Iedere ochtend word ik met een beklemd gevoel in mijn buik wakker. Zodra ik mijn ogen open doe en de laatste droombeelden vervagen, word ik wakker in een realiteit die ik nog nooit voor mogelijk heb gehouden. Ik denk aan de vele vrienden en families die ik in Gaza ken, en vraag me af hoe het ze vergaat. Of ze nog leven. Of ze nog eten of water hebben. Of ze het licht nog kunnen zien in de eindeloze duisternis die momenteel plaatsvind. Ik denk aan onze Palestijnse vriendin die in Portugal woont, maar van wie de rest van de familie in Gaza woont. ‘Ik kan niets meer voelen; geen verdriet, geen woede, geen vreugde,’ zegt ze. Een andere vriendin vertelde me: ‘Ik heb geen woorden, noch emoties meer die dit kunnen bevatten of weergeven.’

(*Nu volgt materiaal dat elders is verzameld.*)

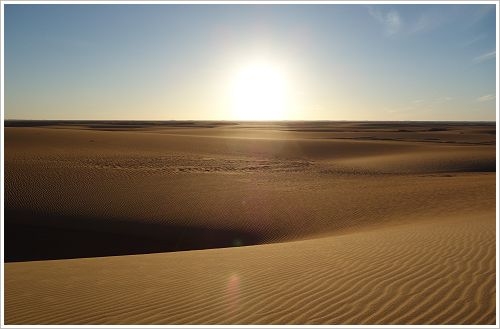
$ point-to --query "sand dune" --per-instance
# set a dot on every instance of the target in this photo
(423, 273)
(341, 223)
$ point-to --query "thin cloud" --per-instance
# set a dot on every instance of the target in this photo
(428, 21)
(481, 12)
(390, 20)
(485, 57)
(473, 40)
(485, 98)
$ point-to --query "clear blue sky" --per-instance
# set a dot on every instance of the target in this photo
(164, 61)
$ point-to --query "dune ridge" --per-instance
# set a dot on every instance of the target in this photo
(334, 223)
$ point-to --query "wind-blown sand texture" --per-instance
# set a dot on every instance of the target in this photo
(338, 223)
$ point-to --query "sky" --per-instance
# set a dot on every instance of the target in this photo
(313, 61)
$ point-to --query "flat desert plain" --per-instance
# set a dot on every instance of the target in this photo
(250, 223)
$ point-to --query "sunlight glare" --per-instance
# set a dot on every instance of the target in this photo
(259, 93)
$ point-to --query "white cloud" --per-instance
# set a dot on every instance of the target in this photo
(485, 98)
(485, 57)
(390, 20)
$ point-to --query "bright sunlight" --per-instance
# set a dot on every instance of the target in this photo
(259, 93)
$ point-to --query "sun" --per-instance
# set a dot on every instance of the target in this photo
(258, 93)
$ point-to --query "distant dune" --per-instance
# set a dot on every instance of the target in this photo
(299, 222)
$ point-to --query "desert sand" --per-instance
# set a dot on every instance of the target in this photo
(250, 223)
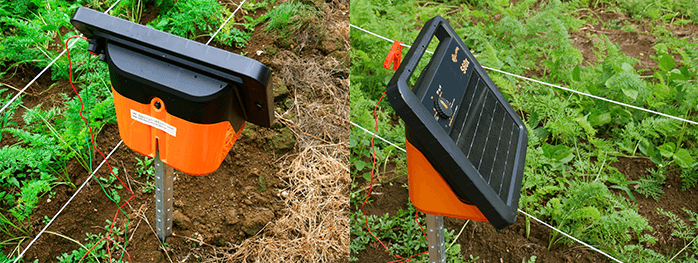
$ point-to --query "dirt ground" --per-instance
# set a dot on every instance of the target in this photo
(482, 240)
(222, 216)
(510, 244)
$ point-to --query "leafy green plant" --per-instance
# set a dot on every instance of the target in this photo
(190, 18)
(289, 17)
(685, 232)
(145, 168)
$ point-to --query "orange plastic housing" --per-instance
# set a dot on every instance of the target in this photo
(195, 149)
(429, 192)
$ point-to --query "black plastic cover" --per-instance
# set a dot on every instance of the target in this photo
(198, 83)
(480, 150)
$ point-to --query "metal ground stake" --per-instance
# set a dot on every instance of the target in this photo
(163, 198)
(437, 244)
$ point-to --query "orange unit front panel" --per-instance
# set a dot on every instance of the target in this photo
(192, 148)
(429, 192)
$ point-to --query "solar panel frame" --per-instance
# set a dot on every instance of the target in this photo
(429, 135)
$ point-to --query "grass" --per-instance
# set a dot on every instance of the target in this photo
(572, 139)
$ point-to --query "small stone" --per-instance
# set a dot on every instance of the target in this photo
(181, 220)
(253, 173)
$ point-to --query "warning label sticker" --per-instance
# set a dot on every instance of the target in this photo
(152, 121)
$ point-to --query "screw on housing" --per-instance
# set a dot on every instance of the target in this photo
(466, 146)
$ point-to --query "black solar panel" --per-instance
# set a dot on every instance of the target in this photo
(457, 118)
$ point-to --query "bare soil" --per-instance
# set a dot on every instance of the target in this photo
(480, 239)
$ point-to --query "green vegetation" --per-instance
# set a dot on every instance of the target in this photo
(38, 142)
(145, 168)
(573, 140)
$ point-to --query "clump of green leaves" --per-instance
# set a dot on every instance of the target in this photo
(686, 232)
(652, 185)
(192, 18)
(289, 17)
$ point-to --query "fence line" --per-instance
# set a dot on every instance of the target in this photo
(552, 85)
(68, 202)
(521, 211)
(110, 153)
(47, 67)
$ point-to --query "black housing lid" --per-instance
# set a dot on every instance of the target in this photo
(198, 83)
(480, 148)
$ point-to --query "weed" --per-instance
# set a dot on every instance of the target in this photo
(684, 232)
(188, 18)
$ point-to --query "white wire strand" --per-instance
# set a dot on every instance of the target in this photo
(521, 211)
(540, 221)
(226, 22)
(553, 85)
(68, 202)
(571, 237)
(381, 138)
(47, 67)
(103, 161)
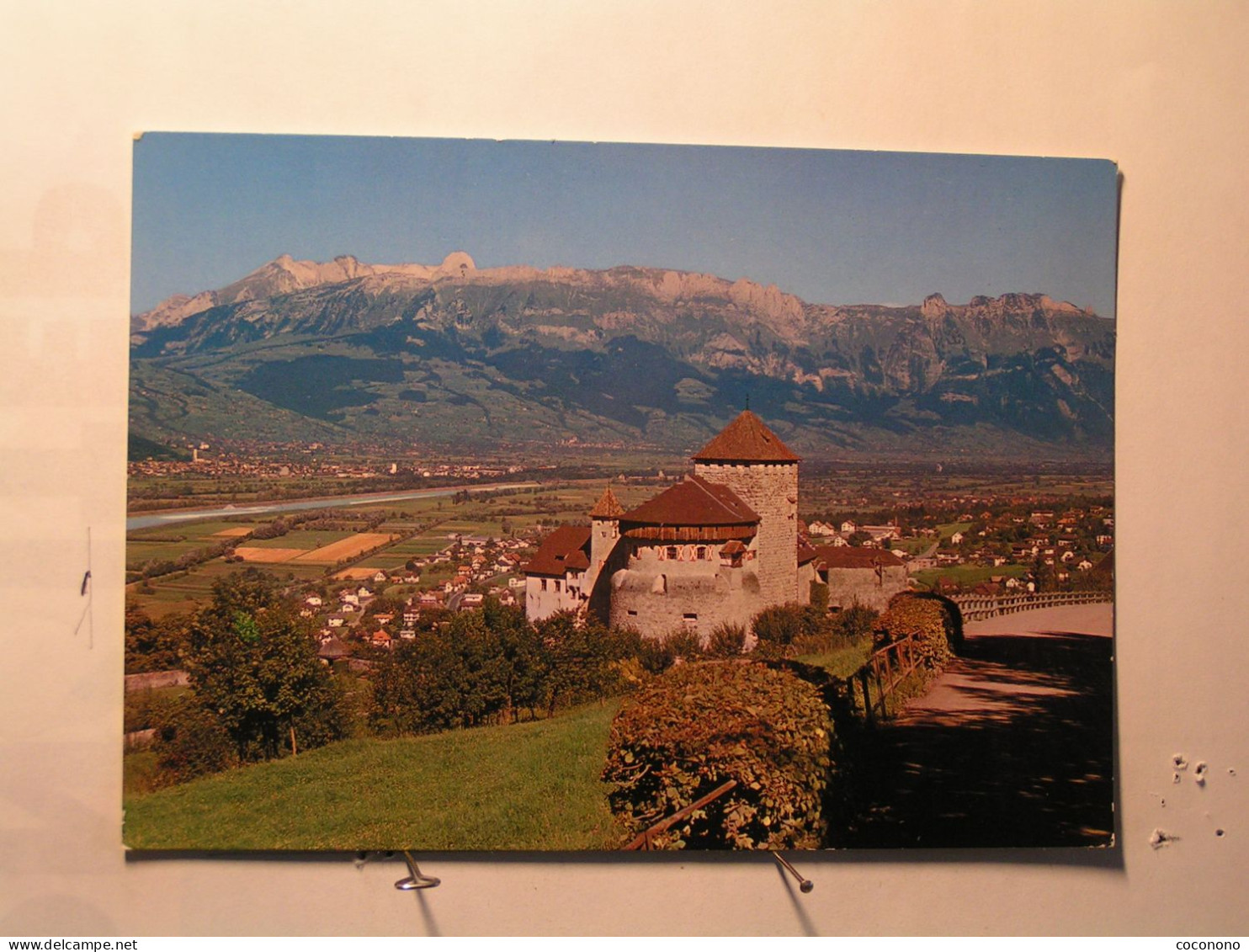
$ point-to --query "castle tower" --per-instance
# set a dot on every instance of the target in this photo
(604, 528)
(755, 464)
(604, 533)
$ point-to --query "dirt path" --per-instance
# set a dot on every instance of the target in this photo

Vannacht lag ik wakker en het voelde alsof ik geen adem meer kreeg. Anne werd wakker en vroeg of het wel ging. Zodra ze een hand op mijn borst legde begon ik te proesten, te kuchen en te huilen, alsof er dikke lagen beton en stof bovenop me lagen. Ik worstelde me vanuit de donkere krochten omhoog naar meer licht en lucht. Ik kon me voorstellen – heel fysiek – hoe het is als mensen onder het beton begraven liggen. Ik liet de pijn toe, dit keer zonder weerstand of veroordeling. Ze was wat ze was. Ik kon er naar kijken zonder er nog mee in strijd te gaan.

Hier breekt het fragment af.